I'm not picking over deatils in wording, my problem is with the whole story itself. In its plain meaning, it teaches a lesson that what God wants is blind obedience, even to orders that are not only very distasteful, but are contradictory to what God has promised Abraham. ("Your descendanats will be as numerous as the stars of the heavens," etc. -- you can't have numerous descendants if you start by killing off the only one you currently have.)
The only other alternative explanation is that God tested Abraham's faith that God wouldn't actually give such a horrible order. But what kind of faith is that? It implies that God is teasing us, playing with our emotions, getting His jollies seeing us getting all worked up emotionally.
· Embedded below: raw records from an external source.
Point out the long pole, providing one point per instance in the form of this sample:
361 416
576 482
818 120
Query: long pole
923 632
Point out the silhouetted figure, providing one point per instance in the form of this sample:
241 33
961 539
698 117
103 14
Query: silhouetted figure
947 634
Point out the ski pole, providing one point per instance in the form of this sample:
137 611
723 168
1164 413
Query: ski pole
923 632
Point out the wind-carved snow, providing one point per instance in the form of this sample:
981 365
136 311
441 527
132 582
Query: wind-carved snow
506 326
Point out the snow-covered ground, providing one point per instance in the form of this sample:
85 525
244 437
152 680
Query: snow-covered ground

I would never want to follow a God like that. He sounds like some abusive older sibling.
"If we have to keep modifying the plain words of the Torah with drash, why bother with the Torah in the first place?"
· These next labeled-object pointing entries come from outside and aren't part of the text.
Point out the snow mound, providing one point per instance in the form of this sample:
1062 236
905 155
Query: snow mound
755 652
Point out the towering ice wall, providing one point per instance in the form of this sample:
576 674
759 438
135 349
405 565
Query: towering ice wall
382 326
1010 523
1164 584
Dude, you totally need to be a reconstructionist! But seriously, I'm wanting to say that the Torah to me is a living document, it's alive, and it's alive because people are interfacing with it day in and day out, and it's where we start from and where we end, and we are working out Torah at all times - not creating it, but working it out - like we are pulling on threads and making something, but where do the threads come from? Who knows! I believe from G-d because I believe everything comes from G-d, but whatever. That's not even the point. The point is that this activity is sacred, not that the dead words on the page are. It's like when the scribe makes a mezuzah - it isn't kosher if he doesn't say every word as he writes it - and mean it!
I am also totally sympathetic to your point, though, because I for a long time felt as you do in this comment. But since I wanted to have a religious life, and since my ideas about G-d came ultimately from a Jewish tradition, I was forced to grapple with that tradition, one way or the other. I don't always feel so happy about that, but it's the way things are.
Oh, and p.s. I meant the comment above as a good thing - I am a reconstructionist!
~Louisa
(lboiman1@yahoo.com, if you want to write)
"We were only following orders" isn't what Abraham says according to Rabbi Silverman. Try reading it again, but instead of making it up, actually read it.